Craig William Macneill's terse, at times tense Lizzie re-airs that most familiar of dirty laundry, the case of the 1892 hatchet murders that will forever be attributed to Lizzie Borden, despite her acquittal. Still, for a while, after a somewhat compelling hour suggesting all the reasons that Borden might be willing to kill, Macneill and screenwriter Bryce Kass tantalize with the possibility of their subject's innocence.
When the killing comes, the film skips right over it. We glimpse a shadowy figure grab the hatchet from a cellar, and soon after hear Borden (Chloë Sevigny) scream at the discovery of her father's corpse. Then Lizzie cuts to the aftermath. We're cued to wonder: Is she being railroaded? Might she not recall having done it? Earlier in the film, Lizzie has collapsed in public, suffering fits. Might she have murdered in a fugue state? But the filmmakers keep up the pretense of possibility for only a couple of scenes, just until we've seen the Bordens' servant Bridget (Kristen Stewart) attest to Lizzie's innocence at trial.

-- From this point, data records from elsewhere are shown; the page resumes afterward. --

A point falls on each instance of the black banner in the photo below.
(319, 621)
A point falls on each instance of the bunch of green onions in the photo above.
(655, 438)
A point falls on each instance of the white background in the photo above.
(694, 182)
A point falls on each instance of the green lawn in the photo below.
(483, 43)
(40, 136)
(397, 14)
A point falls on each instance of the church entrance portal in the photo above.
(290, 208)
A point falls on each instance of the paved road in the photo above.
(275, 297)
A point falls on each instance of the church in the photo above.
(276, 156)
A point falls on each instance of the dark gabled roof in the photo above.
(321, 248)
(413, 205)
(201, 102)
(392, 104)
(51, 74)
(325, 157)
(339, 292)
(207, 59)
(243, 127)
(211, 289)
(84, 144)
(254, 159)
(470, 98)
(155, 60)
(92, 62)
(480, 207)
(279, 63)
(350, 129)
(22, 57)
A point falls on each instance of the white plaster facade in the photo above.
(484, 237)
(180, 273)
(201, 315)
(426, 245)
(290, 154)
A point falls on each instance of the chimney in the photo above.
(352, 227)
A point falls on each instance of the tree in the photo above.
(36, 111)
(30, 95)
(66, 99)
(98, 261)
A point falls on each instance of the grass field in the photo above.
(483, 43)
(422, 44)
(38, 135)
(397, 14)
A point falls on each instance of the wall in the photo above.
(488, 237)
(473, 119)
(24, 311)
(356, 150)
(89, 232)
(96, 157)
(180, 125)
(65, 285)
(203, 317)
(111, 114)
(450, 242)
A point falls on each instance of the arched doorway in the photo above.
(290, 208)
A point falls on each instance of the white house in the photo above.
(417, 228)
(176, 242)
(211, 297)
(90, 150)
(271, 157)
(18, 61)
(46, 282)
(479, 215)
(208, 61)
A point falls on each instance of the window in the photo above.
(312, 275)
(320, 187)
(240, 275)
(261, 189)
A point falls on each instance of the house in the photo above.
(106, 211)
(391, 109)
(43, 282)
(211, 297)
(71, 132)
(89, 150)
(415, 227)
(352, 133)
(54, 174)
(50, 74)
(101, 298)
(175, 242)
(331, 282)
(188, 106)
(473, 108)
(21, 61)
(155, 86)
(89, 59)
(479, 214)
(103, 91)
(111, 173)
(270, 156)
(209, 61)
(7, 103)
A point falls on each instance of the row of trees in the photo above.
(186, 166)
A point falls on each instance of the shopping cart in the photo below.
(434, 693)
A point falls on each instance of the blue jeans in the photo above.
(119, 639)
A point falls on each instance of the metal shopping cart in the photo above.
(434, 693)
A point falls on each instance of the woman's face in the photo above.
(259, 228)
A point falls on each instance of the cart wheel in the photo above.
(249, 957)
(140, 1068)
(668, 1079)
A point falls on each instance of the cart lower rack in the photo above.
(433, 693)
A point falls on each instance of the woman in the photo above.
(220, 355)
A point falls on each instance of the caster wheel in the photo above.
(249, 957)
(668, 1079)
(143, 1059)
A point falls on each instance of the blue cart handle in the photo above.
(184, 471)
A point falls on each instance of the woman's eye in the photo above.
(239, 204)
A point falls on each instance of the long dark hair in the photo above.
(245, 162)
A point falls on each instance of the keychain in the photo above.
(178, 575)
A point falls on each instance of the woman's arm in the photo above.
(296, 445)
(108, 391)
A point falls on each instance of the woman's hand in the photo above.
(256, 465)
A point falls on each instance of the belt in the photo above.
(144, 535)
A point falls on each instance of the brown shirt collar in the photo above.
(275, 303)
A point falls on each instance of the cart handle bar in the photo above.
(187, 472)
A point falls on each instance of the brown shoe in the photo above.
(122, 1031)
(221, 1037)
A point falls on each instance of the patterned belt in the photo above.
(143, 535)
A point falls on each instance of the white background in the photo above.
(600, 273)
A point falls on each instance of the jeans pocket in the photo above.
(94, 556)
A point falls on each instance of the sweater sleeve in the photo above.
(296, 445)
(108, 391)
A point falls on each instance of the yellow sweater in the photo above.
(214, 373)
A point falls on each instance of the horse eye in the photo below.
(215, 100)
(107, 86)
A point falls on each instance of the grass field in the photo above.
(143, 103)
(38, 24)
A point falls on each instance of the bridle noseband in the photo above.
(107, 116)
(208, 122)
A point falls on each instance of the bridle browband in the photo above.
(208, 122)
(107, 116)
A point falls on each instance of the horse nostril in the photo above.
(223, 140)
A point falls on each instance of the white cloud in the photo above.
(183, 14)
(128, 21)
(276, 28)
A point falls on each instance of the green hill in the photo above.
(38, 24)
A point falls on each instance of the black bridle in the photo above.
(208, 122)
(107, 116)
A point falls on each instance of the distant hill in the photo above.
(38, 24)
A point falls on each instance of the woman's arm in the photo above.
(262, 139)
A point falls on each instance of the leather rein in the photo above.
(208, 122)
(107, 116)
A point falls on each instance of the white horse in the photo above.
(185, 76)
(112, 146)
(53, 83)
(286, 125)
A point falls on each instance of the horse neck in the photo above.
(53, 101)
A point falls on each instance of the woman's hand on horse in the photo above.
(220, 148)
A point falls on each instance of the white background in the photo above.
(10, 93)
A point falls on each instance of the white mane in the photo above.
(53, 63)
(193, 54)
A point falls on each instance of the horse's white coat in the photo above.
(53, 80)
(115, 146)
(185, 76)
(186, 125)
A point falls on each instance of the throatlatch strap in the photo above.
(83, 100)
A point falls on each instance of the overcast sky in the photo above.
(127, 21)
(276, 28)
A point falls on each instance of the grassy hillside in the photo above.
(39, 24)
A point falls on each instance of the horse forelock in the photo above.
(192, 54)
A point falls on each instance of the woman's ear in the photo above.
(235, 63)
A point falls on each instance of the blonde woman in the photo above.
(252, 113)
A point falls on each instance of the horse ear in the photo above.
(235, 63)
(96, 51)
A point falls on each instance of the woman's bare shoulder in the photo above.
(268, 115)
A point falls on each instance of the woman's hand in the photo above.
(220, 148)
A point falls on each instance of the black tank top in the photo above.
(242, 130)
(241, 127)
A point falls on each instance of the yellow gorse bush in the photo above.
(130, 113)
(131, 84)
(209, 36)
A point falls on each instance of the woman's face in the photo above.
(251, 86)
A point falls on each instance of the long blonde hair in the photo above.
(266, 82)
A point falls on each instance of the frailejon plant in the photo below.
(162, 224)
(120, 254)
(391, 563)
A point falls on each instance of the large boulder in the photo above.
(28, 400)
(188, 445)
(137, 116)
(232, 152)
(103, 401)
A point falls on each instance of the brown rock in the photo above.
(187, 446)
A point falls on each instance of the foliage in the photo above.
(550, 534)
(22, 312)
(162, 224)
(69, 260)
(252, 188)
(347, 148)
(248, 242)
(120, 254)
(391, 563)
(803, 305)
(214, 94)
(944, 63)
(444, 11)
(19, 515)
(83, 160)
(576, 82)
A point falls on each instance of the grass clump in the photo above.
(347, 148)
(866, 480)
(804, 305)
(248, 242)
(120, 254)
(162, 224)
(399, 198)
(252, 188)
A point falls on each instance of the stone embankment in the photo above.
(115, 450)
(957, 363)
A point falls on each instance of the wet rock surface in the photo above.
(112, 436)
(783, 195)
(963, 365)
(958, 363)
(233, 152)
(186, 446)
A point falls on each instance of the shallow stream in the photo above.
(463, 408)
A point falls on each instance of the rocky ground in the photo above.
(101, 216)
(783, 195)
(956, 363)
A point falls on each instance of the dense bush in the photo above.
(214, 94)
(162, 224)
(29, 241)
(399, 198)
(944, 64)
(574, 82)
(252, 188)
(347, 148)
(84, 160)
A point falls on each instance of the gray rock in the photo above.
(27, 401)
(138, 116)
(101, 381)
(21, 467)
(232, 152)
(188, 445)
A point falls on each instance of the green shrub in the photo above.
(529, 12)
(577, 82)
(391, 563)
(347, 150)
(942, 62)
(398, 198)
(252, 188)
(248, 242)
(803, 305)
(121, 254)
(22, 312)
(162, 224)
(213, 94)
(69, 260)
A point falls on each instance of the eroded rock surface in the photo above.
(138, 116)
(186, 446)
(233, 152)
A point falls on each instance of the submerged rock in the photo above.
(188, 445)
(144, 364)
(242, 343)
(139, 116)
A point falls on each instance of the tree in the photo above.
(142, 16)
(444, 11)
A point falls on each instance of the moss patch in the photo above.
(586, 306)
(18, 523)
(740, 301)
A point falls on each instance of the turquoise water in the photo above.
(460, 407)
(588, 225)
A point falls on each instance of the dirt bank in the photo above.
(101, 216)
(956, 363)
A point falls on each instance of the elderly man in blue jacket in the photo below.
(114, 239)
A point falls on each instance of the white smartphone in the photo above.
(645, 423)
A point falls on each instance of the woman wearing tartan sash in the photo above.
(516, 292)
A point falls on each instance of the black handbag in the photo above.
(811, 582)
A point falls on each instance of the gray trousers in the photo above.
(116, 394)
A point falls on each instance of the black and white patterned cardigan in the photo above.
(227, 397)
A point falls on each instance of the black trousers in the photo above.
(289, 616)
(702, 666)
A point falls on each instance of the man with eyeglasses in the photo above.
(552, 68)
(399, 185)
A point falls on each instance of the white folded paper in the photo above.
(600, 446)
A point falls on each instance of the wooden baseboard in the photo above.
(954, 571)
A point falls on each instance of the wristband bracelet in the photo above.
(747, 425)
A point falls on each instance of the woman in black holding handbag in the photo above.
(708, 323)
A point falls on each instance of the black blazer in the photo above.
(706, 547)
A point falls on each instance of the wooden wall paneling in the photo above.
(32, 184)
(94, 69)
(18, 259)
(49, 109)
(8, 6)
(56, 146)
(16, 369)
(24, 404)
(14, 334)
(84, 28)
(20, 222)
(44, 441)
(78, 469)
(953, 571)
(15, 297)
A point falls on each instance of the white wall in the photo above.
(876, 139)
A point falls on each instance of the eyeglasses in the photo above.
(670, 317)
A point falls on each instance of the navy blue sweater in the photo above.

Then Lizzie vaults back in time to present its theory of the case, becoming a blunt true-crime procedural, tracking Borden and Bridget minute by minute through the slaughter, hacking into its simple ideas about women and the past with all the nuance of Sevigny's Borden swinging her ax into her father and stepmother's skulls. While dutifully feminist in its outlook, the film strips Lizzie while never laying her bare.